John Finnie MSP said: “Beavers offer an immense opportunity to breathe new life into our natural environment. Their reintroduction to our lochs and rivers is welcome. I look forward to finding out more about the species and helping to find ways to ensure they have a bright future in Scotland. As the current Species Champion for the aspen tree I’m delighted to note that its bark provides a favourite food for beavers in winter, and that the presence of beavers can in turn can help to produce more aspen seeds.”

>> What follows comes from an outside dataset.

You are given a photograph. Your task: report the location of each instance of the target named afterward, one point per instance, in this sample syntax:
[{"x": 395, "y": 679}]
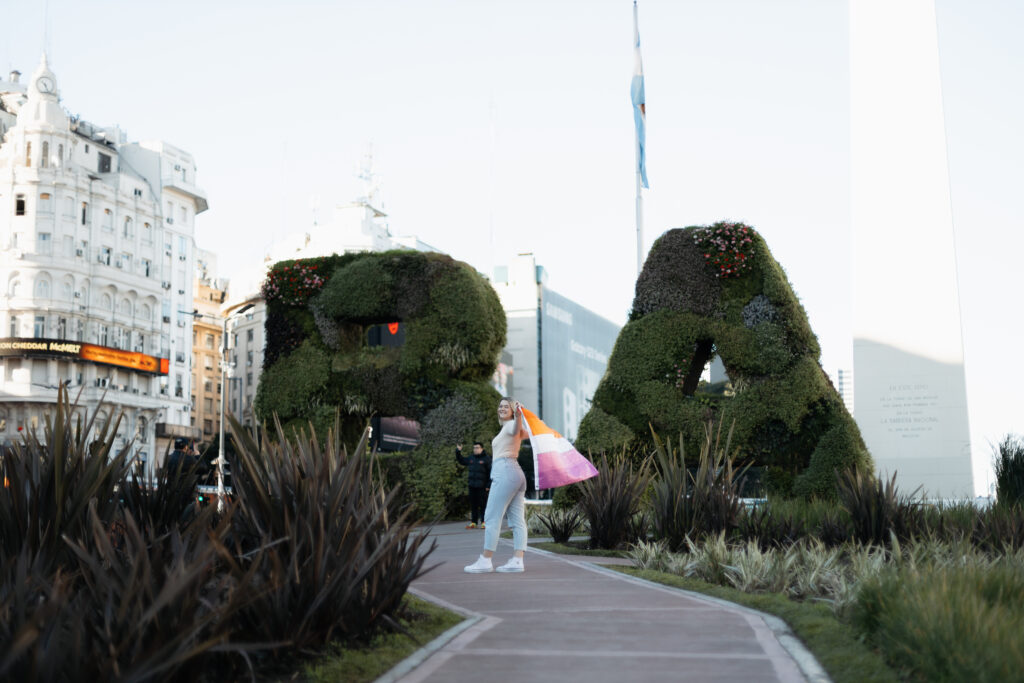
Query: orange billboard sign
[{"x": 61, "y": 348}]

Gill Dowse, the Trust’s Knowledge & Evidence Manager said: “Legal protection for beaver is a milestone moment for conservation and effectively marks their return as a native species. The Scottish Parliament will continue to have an important role in ensuring that there is a balance between allowing beavers to naturally spread throughout Scotland and giving land managers the knowledge and resources they need to mitigate localised impacts.”
James Nairne of Scottish Wild Beaver Group said: “We’re delighted to have John Finnie representing Scotland’s beavers in Holyrood. Beavers are the first native mammalian species to be officially reintroduced in the UK. Although they are not always problem free, beavers are a keystone species providing critical ecosystem benefits at a time of worrying biodiversity decline and climatic uncertainty.”
Dr Charlotte MacDonald, Director of Conservation and Living Collections at The Royal Zoological Society of Scotland said: “Beavers have been returned from extinction and are critical to the natural functioning of our ecosystems here in Scotland. It is fantastic to have a Species Champion to help highlight the role beavers play in creating unique habitats and increasing biodiversity.”
The Species Champions campaign was launched by Scottish Environment LINK initiative in 2013. 102 of Scotland’s MSPs (80% of the chamber) are now part of the initiative. Collectively they represent 107 Scottish species, including woolly willow, puffins and the bog sun-jumper spider.
John Finnie will act as champion for beavers alongside his current role of Species Champion for the aspen tree.Aspen is a favoured food source for beavers in winter, and there is some evidence that beaver activity may encourage these trees to produce more seed.
Beavers are also natural engineers that can create unique habitats which increase biodiversity, have flood mitigation benefits and improve water quality. They are expected to be granted European Protected Species status in Scotland on 1 May, effectively marking their return to Scotland as a native species after more than 400 years.
The milestone decision by the Scottish Government to grant this status follows several decades of work by conservationists to build the case for a successful reintroduction, including the Scottish Beaver Trial.